Tune TensorFlow Serving

Guidelines

CPU-only

If your system is CPU-only (no GPU), then consider the following values:

num_batch_threads equal to the number of CPU cores
max_batch_size to infinity (ie. MAX_INT)
batch_timeout_micros to 0.

Then experiment with batch_timeout_micros values in the 1-10 millisecond (1000-10000 microsecond) range, while keeping in mind that 0 may be the optimal value.

GPU

If your model uses a GPU device for part or all of your its inference work, consider the following value:

num_batch_threads to the number of CPU cores.
batch_timeout_micros to infinity while tuning max_batch_size to achieve the desired balance between throughput and average latency. Consider values in the hundreds or thousands.

For online serving, tune batch_timeout_micros to rein in tail latency.

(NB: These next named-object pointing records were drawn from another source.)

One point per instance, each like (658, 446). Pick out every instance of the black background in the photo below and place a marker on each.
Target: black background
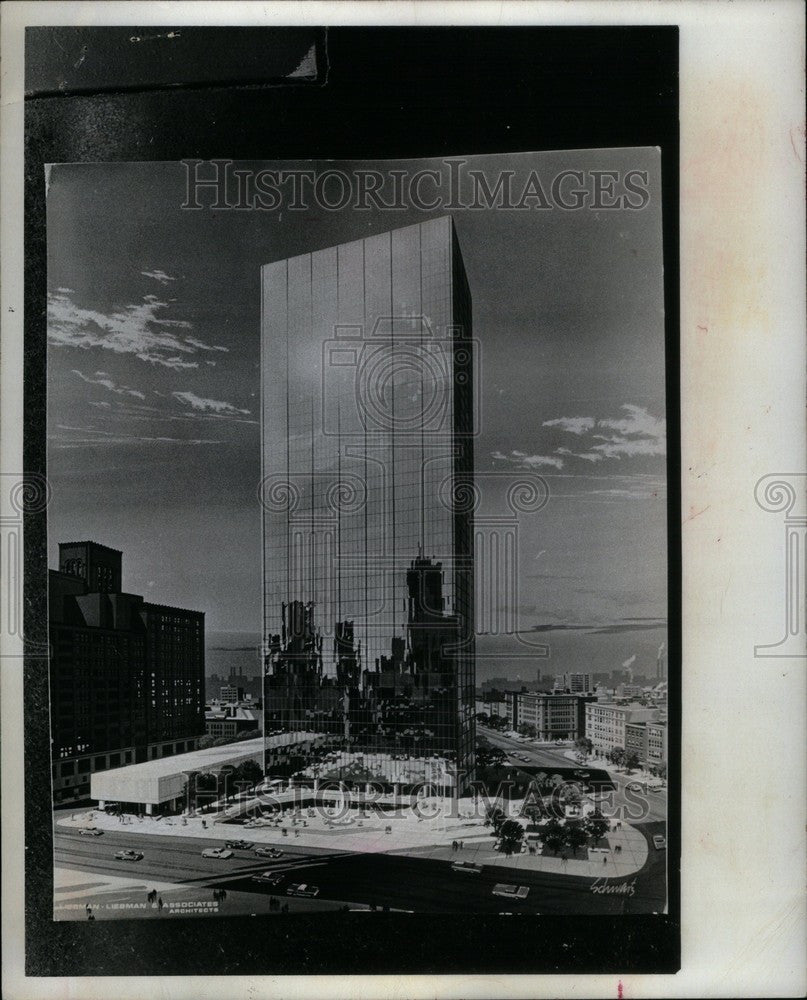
(379, 92)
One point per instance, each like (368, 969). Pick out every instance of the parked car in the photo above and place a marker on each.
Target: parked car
(468, 867)
(516, 892)
(269, 878)
(216, 852)
(301, 889)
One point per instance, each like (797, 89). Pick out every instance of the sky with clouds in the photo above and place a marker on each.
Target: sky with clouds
(154, 381)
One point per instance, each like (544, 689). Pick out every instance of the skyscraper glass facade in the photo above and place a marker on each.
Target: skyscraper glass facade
(368, 498)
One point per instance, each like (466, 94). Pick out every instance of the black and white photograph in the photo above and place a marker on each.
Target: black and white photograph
(358, 585)
(402, 499)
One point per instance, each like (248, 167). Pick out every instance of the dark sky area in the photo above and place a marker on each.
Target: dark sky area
(154, 385)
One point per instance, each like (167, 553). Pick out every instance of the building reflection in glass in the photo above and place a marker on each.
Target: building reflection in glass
(368, 567)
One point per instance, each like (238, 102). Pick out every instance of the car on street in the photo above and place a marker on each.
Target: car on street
(508, 891)
(269, 878)
(468, 867)
(301, 889)
(216, 852)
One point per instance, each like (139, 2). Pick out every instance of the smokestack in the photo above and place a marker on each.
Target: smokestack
(660, 662)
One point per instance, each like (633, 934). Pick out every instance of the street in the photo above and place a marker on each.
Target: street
(546, 757)
(380, 880)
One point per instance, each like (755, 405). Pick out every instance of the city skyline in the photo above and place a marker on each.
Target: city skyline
(154, 382)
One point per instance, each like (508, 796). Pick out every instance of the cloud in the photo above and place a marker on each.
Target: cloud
(635, 433)
(136, 328)
(522, 460)
(638, 433)
(204, 347)
(638, 421)
(574, 425)
(215, 407)
(94, 436)
(103, 379)
(158, 275)
(587, 455)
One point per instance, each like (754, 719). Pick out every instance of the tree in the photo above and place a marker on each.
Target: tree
(596, 826)
(496, 817)
(554, 835)
(571, 794)
(226, 781)
(248, 773)
(511, 833)
(576, 836)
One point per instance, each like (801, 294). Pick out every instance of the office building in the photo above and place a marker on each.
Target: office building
(126, 675)
(368, 536)
(574, 683)
(230, 721)
(606, 723)
(555, 716)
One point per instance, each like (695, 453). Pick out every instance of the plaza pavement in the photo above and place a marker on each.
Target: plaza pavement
(623, 851)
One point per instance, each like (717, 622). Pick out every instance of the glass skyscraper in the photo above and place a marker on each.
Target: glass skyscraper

The idea is that batches normally get filled to max_batch_size, but occasionally when there is a lapse in incoming requests, to avoid introducing a latency spike it makes sense to process whatever's in the queue even if it represents an underfull batch.

The best value for batch_timeout_micros is typically a few milliseconds, and depends on your context and goals.

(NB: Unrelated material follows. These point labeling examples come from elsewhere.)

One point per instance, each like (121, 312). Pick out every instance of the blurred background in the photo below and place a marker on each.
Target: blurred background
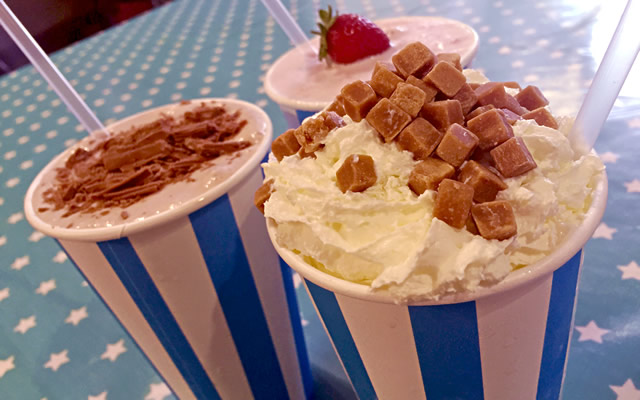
(58, 23)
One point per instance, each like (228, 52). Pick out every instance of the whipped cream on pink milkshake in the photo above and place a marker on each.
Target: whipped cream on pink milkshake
(300, 80)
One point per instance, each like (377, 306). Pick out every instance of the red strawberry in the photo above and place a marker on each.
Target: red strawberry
(349, 37)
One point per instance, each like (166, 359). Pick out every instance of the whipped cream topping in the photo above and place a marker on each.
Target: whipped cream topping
(387, 237)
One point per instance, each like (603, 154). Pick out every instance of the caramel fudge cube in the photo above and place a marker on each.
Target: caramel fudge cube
(263, 194)
(285, 145)
(531, 98)
(510, 116)
(451, 58)
(429, 90)
(467, 98)
(428, 174)
(446, 78)
(409, 98)
(494, 93)
(485, 184)
(383, 80)
(478, 111)
(414, 59)
(357, 173)
(495, 220)
(542, 117)
(443, 114)
(453, 203)
(512, 158)
(457, 145)
(357, 99)
(420, 138)
(491, 127)
(388, 119)
(337, 106)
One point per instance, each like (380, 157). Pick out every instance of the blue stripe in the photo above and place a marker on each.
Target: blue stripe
(296, 325)
(448, 350)
(303, 114)
(223, 251)
(333, 319)
(133, 275)
(556, 337)
(124, 328)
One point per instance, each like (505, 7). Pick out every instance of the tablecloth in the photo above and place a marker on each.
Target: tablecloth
(58, 341)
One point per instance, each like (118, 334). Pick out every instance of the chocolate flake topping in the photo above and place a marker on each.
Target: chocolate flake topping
(133, 164)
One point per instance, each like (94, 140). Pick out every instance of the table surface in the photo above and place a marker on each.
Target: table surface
(58, 341)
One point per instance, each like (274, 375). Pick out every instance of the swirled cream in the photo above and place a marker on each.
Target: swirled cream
(387, 237)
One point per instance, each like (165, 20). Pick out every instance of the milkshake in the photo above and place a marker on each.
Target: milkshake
(166, 235)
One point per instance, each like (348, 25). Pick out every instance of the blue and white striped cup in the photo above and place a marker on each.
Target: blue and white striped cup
(509, 341)
(199, 288)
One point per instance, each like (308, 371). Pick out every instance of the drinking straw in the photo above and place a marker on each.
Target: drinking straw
(287, 23)
(608, 81)
(49, 71)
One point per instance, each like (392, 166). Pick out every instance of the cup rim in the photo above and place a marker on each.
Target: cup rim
(302, 105)
(563, 253)
(186, 208)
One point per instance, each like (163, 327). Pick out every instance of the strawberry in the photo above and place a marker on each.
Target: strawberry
(348, 37)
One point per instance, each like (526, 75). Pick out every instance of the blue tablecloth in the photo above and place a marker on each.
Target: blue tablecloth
(58, 341)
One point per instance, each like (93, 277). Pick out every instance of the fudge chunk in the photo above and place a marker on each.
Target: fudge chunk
(409, 98)
(495, 220)
(388, 119)
(457, 145)
(428, 174)
(419, 137)
(356, 174)
(453, 203)
(358, 98)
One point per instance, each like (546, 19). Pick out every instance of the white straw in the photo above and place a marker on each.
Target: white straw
(608, 81)
(287, 23)
(49, 71)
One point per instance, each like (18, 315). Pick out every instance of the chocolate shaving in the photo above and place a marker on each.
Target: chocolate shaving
(132, 164)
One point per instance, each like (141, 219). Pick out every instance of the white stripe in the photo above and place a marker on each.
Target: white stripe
(174, 261)
(511, 329)
(88, 257)
(384, 338)
(265, 267)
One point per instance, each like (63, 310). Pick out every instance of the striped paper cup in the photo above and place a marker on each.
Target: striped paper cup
(509, 341)
(199, 287)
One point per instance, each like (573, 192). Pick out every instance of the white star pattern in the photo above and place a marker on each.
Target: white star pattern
(628, 391)
(604, 232)
(630, 271)
(158, 391)
(60, 257)
(46, 286)
(20, 263)
(114, 350)
(15, 218)
(101, 396)
(592, 332)
(633, 186)
(56, 360)
(634, 123)
(6, 365)
(25, 324)
(4, 293)
(36, 236)
(609, 157)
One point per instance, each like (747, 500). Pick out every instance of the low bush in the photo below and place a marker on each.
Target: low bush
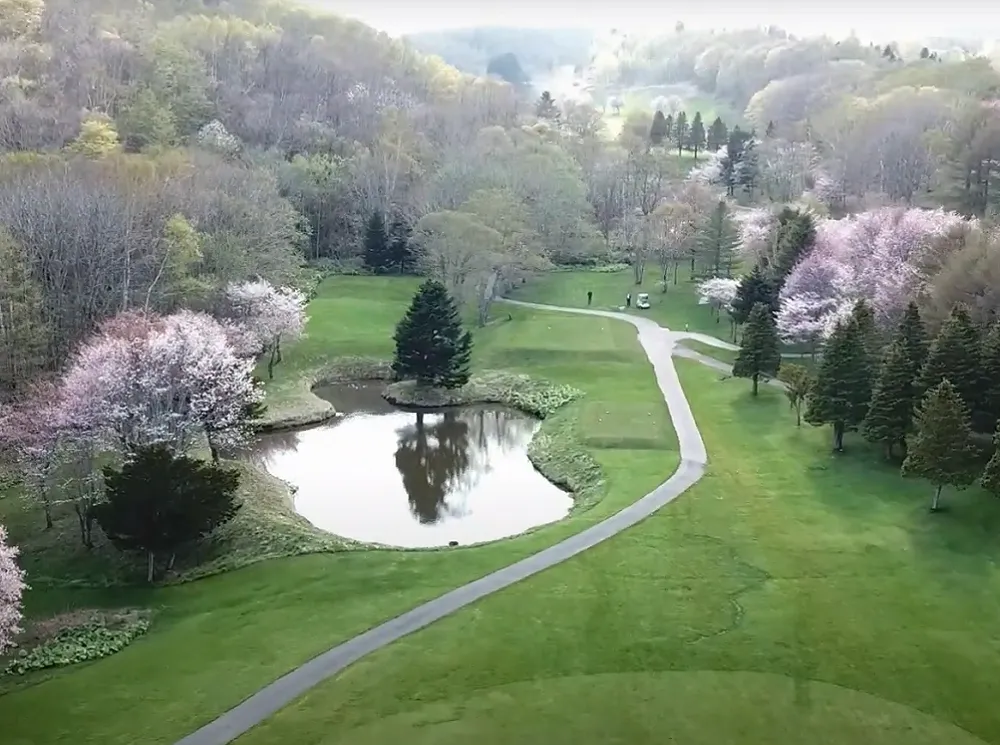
(78, 637)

Zero is a value to consider as it works well for some workloads. For bulk-processing batch jobs, choose a large value, perhaps a few seconds, to ensure good throughput but not wait too long for the final (and likely underfull) batch.

Close TensorFlow Serving and Load Test Terminals

Open a Terminal through Jupyter Notebook

Enable Request Batching

Start TensorFlow Serving in Separate Terminal

Point to the optimized version of the model.

tensorflow_model_server \
  --port=9000 \
  --model_name=linear \
  --model_base_path=/root/models/linear_fully_optimized/cpu/ \
  --enable_batching=true \
  --num_batch_threads=4 \
  --max_batch_size=9999999 \
  --batch_timeout_micros=10000

The params are as follows:

port for TensorFlow Serving (int)
model_name (anything)
model_base_path (/path/to/model/ above all versioned sub-directories)
enable_batching (true|false)
num_batch_threads (usually equal to the number of CPU cores or a multiple thereof)
max_batch_size (# of requests - start with infinity, tune down to find the right balance between latency and throughput)
batch_timeout_micros (minimum batch window duration)

Start Load Test in the Terminal

loadtest high

Notice the throughput and avg/min/max latencies:

summary ... =  301.1/s Avg:   227 Min:     3 Max:   456 Err:     0 (0.00%)

Modify Request Batching Parameters, Repeat Load Test

Gain intuition on the performance impact of changing the request batching parameters.